/quarryio

An open source platform-as-a-service for Apache Spark

Primary LanguageJavaScriptBSD 3-Clause "New" or "Revised" LicenseBSD-3-Clause

Quarry

Quarry is an open source platform-as-a-service for Apache Spark. It allows you to run SQL and PySpark jobs using a simple HTTP API. You can easily boot and scale Spark Clusters and ingest data into Quarry by sending it events over HTTP. Quarry also has extensible database adapters to allow for the import and export of data from your operational databases.

Quarry is accessible both from a simple web console as well as a RESTful HTTP API.

Currently, Quarry uses Amazon EC2 to launch clusters and Amazon S3 to store data, but we plan to support other cloud platforms and an on-premise solution in the future.

This is ALPHA Software

This is a very early preview version of Quarry. Things may be unstable. Quarry is not yet ready for deployment in a production environment.

Using Quarry

Quarry needs a few things to run:

  • Zookeeper
  • Redis
  • RabbitMQ
  • MySQL

Eventually, we'll take care of the setup of these services, but for now, you'll need to do it manually.

You'll need to create a database to store user-space models (user should work just fine) and you'll need to setup a metastore template database. You can do this by running the included 'metastore.sql' file. For example:

mysql -hhive.db.us-east-1.quarryinternal.com -uroot -p10DktvFrQHe9fQSK < metastore.sql

Once you have those set up, you'll need to copy the file conf.yml.template to conf.yml and set your configuration options up properly.
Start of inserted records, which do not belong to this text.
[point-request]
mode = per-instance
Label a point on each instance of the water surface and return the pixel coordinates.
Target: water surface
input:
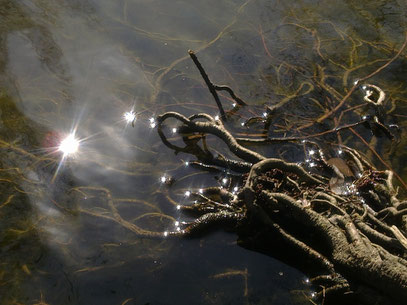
(78, 66)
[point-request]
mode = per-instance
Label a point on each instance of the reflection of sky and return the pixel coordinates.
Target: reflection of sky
(83, 64)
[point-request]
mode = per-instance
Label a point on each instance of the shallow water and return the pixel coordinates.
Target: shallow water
(78, 66)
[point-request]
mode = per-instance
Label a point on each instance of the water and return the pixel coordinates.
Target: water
(78, 66)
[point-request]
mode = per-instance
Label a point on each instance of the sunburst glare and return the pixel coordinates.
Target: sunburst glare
(69, 145)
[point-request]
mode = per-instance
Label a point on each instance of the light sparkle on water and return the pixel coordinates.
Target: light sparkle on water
(129, 116)
(69, 145)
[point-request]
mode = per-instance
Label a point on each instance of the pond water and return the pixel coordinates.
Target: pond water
(71, 226)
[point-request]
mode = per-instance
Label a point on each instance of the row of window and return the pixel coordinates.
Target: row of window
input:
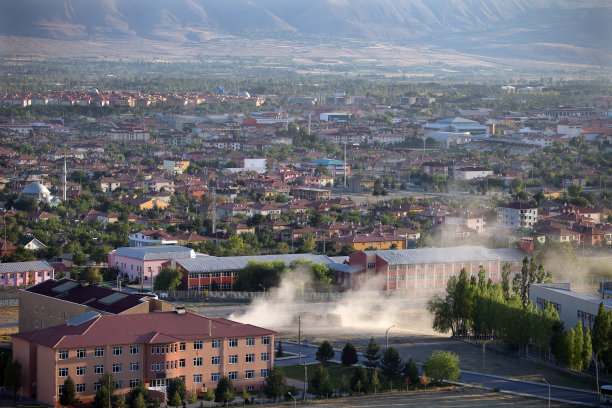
(98, 369)
(82, 387)
(99, 352)
(217, 274)
(50, 312)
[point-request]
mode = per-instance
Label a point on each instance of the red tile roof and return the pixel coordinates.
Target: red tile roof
(158, 327)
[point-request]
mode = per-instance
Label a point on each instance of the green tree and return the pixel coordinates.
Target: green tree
(391, 363)
(68, 396)
(375, 381)
(442, 365)
(168, 279)
(91, 275)
(325, 352)
(105, 396)
(349, 355)
(602, 335)
(276, 383)
(587, 350)
(175, 401)
(320, 383)
(225, 391)
(359, 380)
(372, 355)
(176, 385)
(411, 371)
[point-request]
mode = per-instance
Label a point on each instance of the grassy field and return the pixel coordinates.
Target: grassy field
(341, 377)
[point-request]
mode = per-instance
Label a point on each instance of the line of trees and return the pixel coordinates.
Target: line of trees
(503, 312)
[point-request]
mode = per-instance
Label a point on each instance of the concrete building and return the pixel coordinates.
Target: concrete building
(54, 302)
(144, 263)
(152, 348)
(517, 215)
(25, 273)
(149, 238)
(203, 272)
(571, 306)
(423, 271)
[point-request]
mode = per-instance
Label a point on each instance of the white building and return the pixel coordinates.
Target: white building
(517, 215)
(571, 306)
(470, 173)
Now you're ready to install all of the necessary python dependencies.

pip install -r requirements.txt

Next, initialize the user-space database models by running ./init.py.

Finally, you should be able to just run the command ./run.py and then navigate to port 9000 on whatever host you're running Quarry on.

Screenshots

Alt text

Quarry's workflow tool allows you to launch complex workflows that can run imports, exports, python jobs and sql queries chained together on a schedule.

Alt text

Quarry allows you to easily launch and scale spark clusters.

Alt text

Quarry provides a python interface for running complex jobs.

Alt text

Quarry also provides a SQL interface for running queries.